Nun verkündete das auf Fiskalisierung spezialisierte Unternehmen, das sich am „Sprung vom Scaleup zum etablierten Infrastrukturanbieter“ sieht, einen bedeutenden Neuzugang: David Feichter wird Co-CEO neben Johannes Ferner, der fiskaly gemeinsam mit Simon Tragatschnig und Patrick Gaubatz gegründet hat.

Vom „allerersten Kunden“ zum Co-CEO

Die Vorgeschichte ist dabei durchaus ungewöhnlich. Feichter war 2019 als CEO des deutschen POS-Anbieters orderbird der „allererste Kunde“ des Wiener Unternehmens. Damals verhandelte er den Deal mit Ferner. Erst in diesem Frühjahr gab Feichter die Führung von orderbird, mittlerweile Teil der Nexi Group, an Dirk Schmidt ab.

Die Doppelspitze soll fiskaly nun als „nächste Stufe der Unternehmensführung“ durch die nächste Wachstumsphase bringen. „Sich die Rolle des CEO zu teilen, ist eine strategische Entscheidung, die es uns ermöglicht, unsere sich ergänzenden Stärken optimal zu nutzen und das Wachstum fokussierter und strukturierter zu beschleunigen“, kommentiert Ferner. Und ergänzt: „Das ist ein Erfolg, auf den ich besonders stolz bin. Es ist ein Beweis dafür, dass in Österreich gemachtes Wachstum nach wie vor möglich ist.“

Weitere Akquisitionen geplant

Konkret soll Feichter den operativen Betrieb und die Skalierung der Organisation verantworten, während sich Ferner auf internationale Partnerschaften, Akquisitionen und die externe Repräsentation konzentriert. „Fiskaly hat sich eine starke Position im Bereich Transaction Compliance erarbeitet und das Ausmaß der Marktchance aufgezeigt. Unser Ziel ist es, diese Führungsposition weiter auszubauen und zu definieren, wohin sich die Kategorie als Nächstes entwickelt“, sagt Feichter.
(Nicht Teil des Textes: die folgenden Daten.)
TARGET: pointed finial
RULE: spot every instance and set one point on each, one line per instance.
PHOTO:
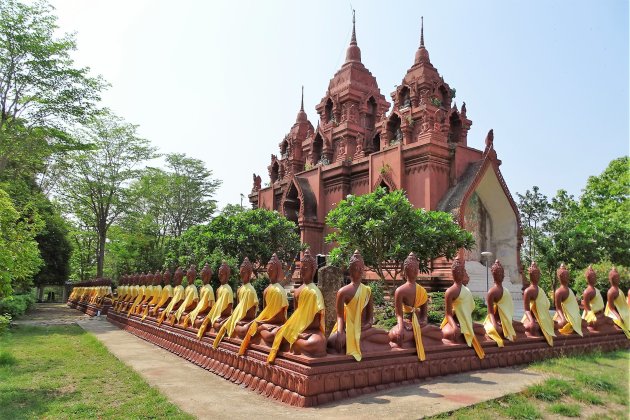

Fiskaly kündigt zudem an, im Bereich M&A aktiv zu bleiben. Man baue auf der bisherigen Akquisitionsbilanz auf, „um schnell handeln zu können, sobald sich in Europa die richtigen Gelegenheiten bieten“. Bisher übernahm fiskaly die Deutsche Fiskal GmbH und Infrasec Sweden AB. 2024 hatte fiskaly mit Verdane einen großen Private-Equity-Investor an Bord geholt, der auch Kapital für Übernahmen bereitstellt.